The MPSAPPSMB can operate using one of three modes on the network. First being the passive mode, where the appliance is configured on a mirrored port within a managed switch. This allows the appliance to operate passively on the network while not being a point of failure. The NullBound Malware Prevention System was designed to run passively on a network and should be operating in this mode in any network environment which supports it.

The second mode of operation is Active/Passive. Active/Passive mode is similar to passive mode except a second network connection is utilized for communication and management of the appliance. This is ideal for switches that do not allow communication on ports that are being mirrored.

The third mode of operation is inline. Operating inline is unique to the MPSAPPSMB and allows the appliance to be utilized in environments without managed switches. When operating inline, the appliance is placed between the Internet connection, such as a cable or DSL modem, and the router/firewall.

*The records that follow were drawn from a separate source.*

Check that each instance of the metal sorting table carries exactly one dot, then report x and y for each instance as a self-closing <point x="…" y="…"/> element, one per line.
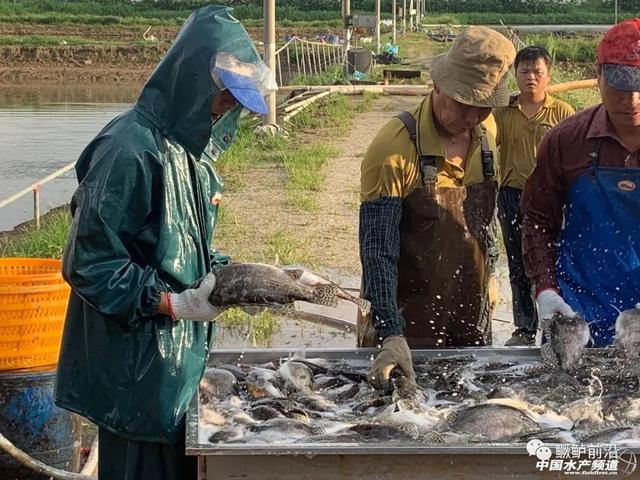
<point x="379" y="461"/>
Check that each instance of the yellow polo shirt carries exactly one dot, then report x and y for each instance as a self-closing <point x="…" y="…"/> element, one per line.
<point x="519" y="137"/>
<point x="391" y="169"/>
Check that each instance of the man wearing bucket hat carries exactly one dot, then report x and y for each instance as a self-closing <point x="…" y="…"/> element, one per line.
<point x="139" y="255"/>
<point x="427" y="214"/>
<point x="581" y="233"/>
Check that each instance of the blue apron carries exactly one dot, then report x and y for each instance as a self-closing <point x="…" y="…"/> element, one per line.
<point x="598" y="263"/>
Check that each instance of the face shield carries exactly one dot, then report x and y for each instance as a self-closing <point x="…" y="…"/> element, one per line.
<point x="249" y="83"/>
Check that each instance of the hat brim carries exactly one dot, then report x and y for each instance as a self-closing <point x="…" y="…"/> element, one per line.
<point x="243" y="90"/>
<point x="622" y="77"/>
<point x="464" y="92"/>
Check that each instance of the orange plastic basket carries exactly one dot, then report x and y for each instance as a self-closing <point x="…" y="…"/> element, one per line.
<point x="33" y="302"/>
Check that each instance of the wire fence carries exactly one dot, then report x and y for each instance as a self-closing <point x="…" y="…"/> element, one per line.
<point x="296" y="57"/>
<point x="302" y="57"/>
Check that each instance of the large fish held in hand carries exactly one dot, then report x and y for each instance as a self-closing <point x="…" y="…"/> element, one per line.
<point x="258" y="284"/>
<point x="628" y="332"/>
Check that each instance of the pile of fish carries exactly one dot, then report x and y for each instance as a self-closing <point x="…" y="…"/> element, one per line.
<point x="572" y="395"/>
<point x="457" y="400"/>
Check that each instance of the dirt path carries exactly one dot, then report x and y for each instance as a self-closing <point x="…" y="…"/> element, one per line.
<point x="334" y="233"/>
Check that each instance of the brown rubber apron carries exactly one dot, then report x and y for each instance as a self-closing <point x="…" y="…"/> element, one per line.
<point x="442" y="268"/>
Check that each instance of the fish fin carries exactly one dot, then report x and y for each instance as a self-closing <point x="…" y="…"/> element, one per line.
<point x="293" y="272"/>
<point x="325" y="295"/>
<point x="410" y="429"/>
<point x="318" y="431"/>
<point x="549" y="358"/>
<point x="432" y="437"/>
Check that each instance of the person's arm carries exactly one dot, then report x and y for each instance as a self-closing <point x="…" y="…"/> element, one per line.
<point x="542" y="203"/>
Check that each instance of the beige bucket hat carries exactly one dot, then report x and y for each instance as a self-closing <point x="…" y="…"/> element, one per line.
<point x="474" y="71"/>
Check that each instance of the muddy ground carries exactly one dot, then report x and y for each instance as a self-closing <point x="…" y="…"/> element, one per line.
<point x="117" y="61"/>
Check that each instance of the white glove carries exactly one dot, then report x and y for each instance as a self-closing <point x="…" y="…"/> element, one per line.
<point x="193" y="303"/>
<point x="550" y="303"/>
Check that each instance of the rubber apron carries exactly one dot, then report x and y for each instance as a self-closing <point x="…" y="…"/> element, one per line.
<point x="443" y="265"/>
<point x="598" y="266"/>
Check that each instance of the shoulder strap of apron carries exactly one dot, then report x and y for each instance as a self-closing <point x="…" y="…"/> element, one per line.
<point x="487" y="157"/>
<point x="427" y="162"/>
<point x="595" y="154"/>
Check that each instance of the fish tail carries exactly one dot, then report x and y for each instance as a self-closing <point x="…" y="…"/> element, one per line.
<point x="325" y="295"/>
<point x="318" y="431"/>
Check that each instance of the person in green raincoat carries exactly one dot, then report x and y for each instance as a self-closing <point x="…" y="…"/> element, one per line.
<point x="139" y="257"/>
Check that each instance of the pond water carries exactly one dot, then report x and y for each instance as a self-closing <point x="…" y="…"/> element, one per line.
<point x="44" y="128"/>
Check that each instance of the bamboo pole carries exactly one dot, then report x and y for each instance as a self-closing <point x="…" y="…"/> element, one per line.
<point x="31" y="187"/>
<point x="270" y="54"/>
<point x="304" y="105"/>
<point x="306" y="102"/>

When operating inline, the appliance is virtually transparent, however it is still physically responsible for managing network traffic going to and from the Internet. This does add a point of failure should there be any hardware issues with the appliance, however networks should see little to no Internet degradation during normal and even heavy use.

Passive

Passive mode is a means of operation which allows the NullBound Malware Prevention System to protect a network while operating transparently on a managed switch. Utilizing passive mode allows for a simplified installation while protecting every end user instantaneously. Also, since the appliance is not responsible for managing network traffic, it is not a point of failure and does not impede on network traffic.

Figure 1 - Passive Network Configuration

Active/Passive

Active/Passive mode is a means of operation which allows the NullBound Malware Prevention System to protect a network while operating transparently on a managed switch. Utilizing Active/Passive mode allows for a simplified installation while protecting every end user instantaneously.

What makes Active/Passive mode different than passive mode is that it utilizes two interfaces, one for monitoring the network and the other for managment and communication. This is ideal for switches that do not allow communication on ports that are being mirrored. Also, since the appliance is not responsible for managing network traffic, it is not a point of failure and does not impede on network traffic.

Figure 2 - Active/Passive Network Configuration

Inline

Inline mode is a means of operation which allows the NullBound Malware Prevention System to protect a network while operating in between the Internet circuit and the router/firewall. Utilizing inline mode allows for a simplified installation for small to medium sized networks which do not have managed switches capable of port mirroring.

With inline mode the MPSAPPSMB will use the public IP address as provided by the Internet service provider while the router/firewall will use a private address. Even though the router/firewall has a private IP address, virtual private networks as well as port forwarding and network address translation on the router/firewall will remain the same. Other than the MPSAPPSMB appliance utilizing the public IP address, it is completely transparent.